Victoriano Vicario

La lejanía es un ácido corrosivo que seca todas las fuentes de las más subterráneas aguas prístinas, un animal feroz que da zarpazos y engulle destripándolo todo

sabido es

deja todo olvidado en alguno de sus senderos, nada permite acortarla, cualquier reposo transitorio, no causa alivio, es solo eso, reposo, el instante mismo de lo solaz y luego la amarga sensación que queda tras sorber la melaza

la Chabela, replica que sabe perder y que quiere volver... volver

pero llega el momento de perder y se pierde

viene la vagancia de la pena, nos medimos con signos diferentes, aunque: "Es mejor destruir la felicidad, que dejarla subsistir a base de una mentira"

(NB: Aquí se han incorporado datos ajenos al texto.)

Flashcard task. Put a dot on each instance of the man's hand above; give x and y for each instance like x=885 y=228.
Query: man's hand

nos acordamos del drama de Ibsen: Cuando despertemos de entre los muertos, que pase la vida delante de todo

y la vida sigue, pero no sigue como pudo seguir, se va por otros cauces y nada haces

especulación abstracta

como ese barco monumento mortuorio al mar, en las arenas de Caldera

Mallarmé nos dejó una conducta, como es la de confinarse en sí mismo, hablándose para dentro como monologando con los destellos que resplandecen en el fondo de uno

ya no tenemos a la marquesa de Brinvilliers ni al marques de Sade buscadores de los supremos nuevos deleites... y, la distancia...

la distancia es imponderable

el poeta queda en su sistema en el "delirio natural".

El "Macho Anciano", toma su bastón y camina en línea recta para abrazarse con la muerte.